LESINGEY ROUND Hill  camp (not a round). More interesting than reported in archaeological  records. Earliest finds go back to the Mesolithic. This is a major  alignment node. SW 454 304. 50.118951 -5.56298.
FAUGAN ROUND Faugan Round, enclosure or hill camp (hillfort) with double banks and  two enclosures within the main enclosure. Likely to be a site for social  gatherings. There is a suggestion it might have been a henge, but this  would be unusual for this area. SW 4517 2821. 50.099230 -5.5647009.
LESCUDJACK CASTLE Lescudjack hillfort. Hill camp in a strategic defensive position.  Reputedly the stronghold of a Cornish princess. Possibly a trading  place. SW 475 310. 50.125645 -5.5334616.
TREEN CIRCLE Large camp and settlement or 'promontory  fort', certainly Iron Age and possibly Neolithic, protecting the cliff  sanctuary of Treryn Dinas. SW 397 222 50.042879 -5.63696
Rounds

Rounds are circular banked enclosures, often but not always containing the remains of settlements. Their main use seems to have been for homesteading and as enclosed farming hamlets or granges. Some had other purposes, and some are called rounds but they are not - they were camps or enclosures for other purposes. Nowadays many have been ploughed over, appearing as a slightly raised circular bank or as crop marks, though many have curved field hedges following the boundaries of a round.

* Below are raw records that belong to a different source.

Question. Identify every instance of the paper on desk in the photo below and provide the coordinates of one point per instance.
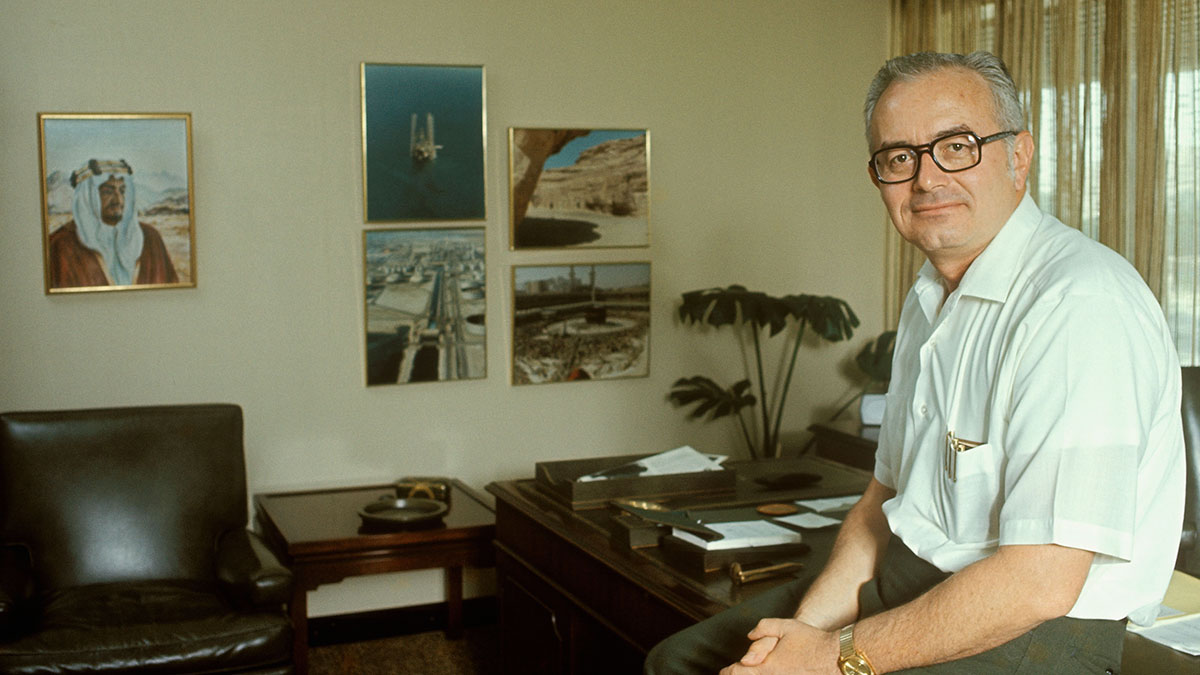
(681, 460)
(742, 535)
(831, 503)
(1182, 633)
(809, 520)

Faugan RoundSome are located on quite strong alignments (such as Caergwydden Round and Faugan Round) and are definitely round in shape, suggesting geomantic thinking behind their design.

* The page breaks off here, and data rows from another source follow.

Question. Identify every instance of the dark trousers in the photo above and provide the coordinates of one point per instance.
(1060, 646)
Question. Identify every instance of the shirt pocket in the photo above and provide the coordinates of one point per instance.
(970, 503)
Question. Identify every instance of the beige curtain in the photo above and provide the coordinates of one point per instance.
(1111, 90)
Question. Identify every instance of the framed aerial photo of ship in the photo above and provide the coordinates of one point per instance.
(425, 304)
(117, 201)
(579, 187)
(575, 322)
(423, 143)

Kaer Round near St Erth Praze in East Penwith is on two significant alignments connected with West Penwith, suggesting it is more than a customary round, and probably older.

Several churches sit on rounds, including Gulval, St Erth and St Buryan, adopting iron age sites for later Christian purposes. In St Just, the medieval Plein an Gwarry in the centre of town near the square, a site for public performances and gatherings, was originally an Iron Age round.

Lesingey Round and Faughan Round are hill camps more than rounds. Most rounds were only mildly defensible, offering some protection to a hamlet or farm, keeping stock in and wild animals out. It's the 'magic circle' idea, staking out 'our world'. Wind protection was one reason for the building of their banks - these could have been winter residences.

Most rounds were built between 200 BCE and CE 100, though some have earlier origins. A few might be recycled Bronze Age sites. The position of some rounds on alignments connecting with much older sites suggests either that these rounds might be older than we think, or that their builders decided to plug into older alignment systems.

There was something deliberate in the circularity of some rounds which is frequently forgotten - there's a feng shui aspect to it, even for quite functional rounds. The principles of Bronze Age geomancy seemed to be alive and well in the Iron Age, even if applied differently from before.